The Financial Markets Authority has reinforced its warnings to consumers about the risks of trading in crypto assets in the wake of the collapse of global cryptocurrency exchange FTX.
FTX founder Sam Bankman-Fried put the US$32 billion exchange, along with FTX US and his trading firm Alameda Research, into bankruptcy on Friday, with creditors exceeding 100,000.
According to Australian media around 30,000 Australians have been caught up in the collapse. Questions to administrator Korda Mentha about whether any New Zealanders were creditors did not receive a response by deadline.
Paul Quickenden, head of New Zealand for EasyCrypto - a New Zealand-based crypto exchange - which has no links to FTX, said it was likely some New Zealand-based traders would have been affected.

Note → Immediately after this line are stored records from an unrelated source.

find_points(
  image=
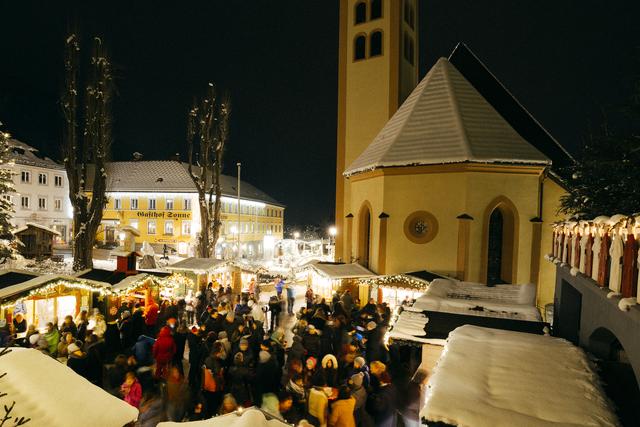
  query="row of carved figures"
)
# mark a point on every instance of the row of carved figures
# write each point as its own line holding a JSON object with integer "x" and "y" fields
{"x": 605, "y": 249}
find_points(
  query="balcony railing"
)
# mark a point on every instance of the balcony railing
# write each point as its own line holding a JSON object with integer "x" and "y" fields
{"x": 605, "y": 249}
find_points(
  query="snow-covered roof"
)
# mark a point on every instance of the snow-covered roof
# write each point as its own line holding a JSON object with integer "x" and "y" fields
{"x": 197, "y": 264}
{"x": 39, "y": 281}
{"x": 36, "y": 382}
{"x": 169, "y": 176}
{"x": 476, "y": 299}
{"x": 248, "y": 418}
{"x": 490, "y": 377}
{"x": 446, "y": 120}
{"x": 35, "y": 225}
{"x": 342, "y": 271}
{"x": 24, "y": 154}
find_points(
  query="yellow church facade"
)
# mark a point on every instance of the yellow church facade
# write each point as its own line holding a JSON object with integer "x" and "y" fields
{"x": 454, "y": 177}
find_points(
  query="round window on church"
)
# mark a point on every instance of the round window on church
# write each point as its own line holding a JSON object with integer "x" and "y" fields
{"x": 421, "y": 227}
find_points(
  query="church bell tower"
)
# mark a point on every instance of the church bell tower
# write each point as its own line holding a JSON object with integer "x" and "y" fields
{"x": 378, "y": 69}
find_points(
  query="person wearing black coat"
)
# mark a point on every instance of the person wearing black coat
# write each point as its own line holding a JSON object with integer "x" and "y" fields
{"x": 267, "y": 379}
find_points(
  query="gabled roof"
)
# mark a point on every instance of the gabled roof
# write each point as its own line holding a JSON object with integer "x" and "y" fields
{"x": 446, "y": 120}
{"x": 474, "y": 70}
{"x": 169, "y": 176}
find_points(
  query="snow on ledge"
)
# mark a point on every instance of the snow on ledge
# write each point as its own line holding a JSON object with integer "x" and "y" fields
{"x": 489, "y": 377}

“Given the scale of FTX and its standing, I would think that sadly, some NZ-based traders have been affected. However, due to the pseudo-anonymous way crypto works, I have no real insight into how many people that may be.”
An FMA spokesman said it had not received any complaints about FTX from New Zealand investors and said its message for consumers trading in crypto-assets had been consistent.
In the past the FMA has warned investors that crypto-assets are high risk and highly volatile and the price can go up and down very quickly.
Trading in cryptocurrency is not regulated in New Zealand. New Zealand-based platforms must be registered on the financial service providers register (FSPR) and belong to a dispute resolution scheme.
The regulator has also warned cryptocurrencies, crypto trading platforms and the people that use them are often the targets of hacking, online fraud and scams.
Investing in cryptocurrency has become more popular in recent years in New Zealand and there was a surge in 2021 when a number of coins rose sharply in value.
But over the last year many coins have fallen sharply in value and a number of trading platforms have gone under or been subject to hacking.
Around 10 per cent of New Zealanders are thought to have invested in cryptocurrency but their exposure is likely to be small.
An FMA survey in June 2021 found crypto only made up around 3.2 per cent of investors’ portfolios on average.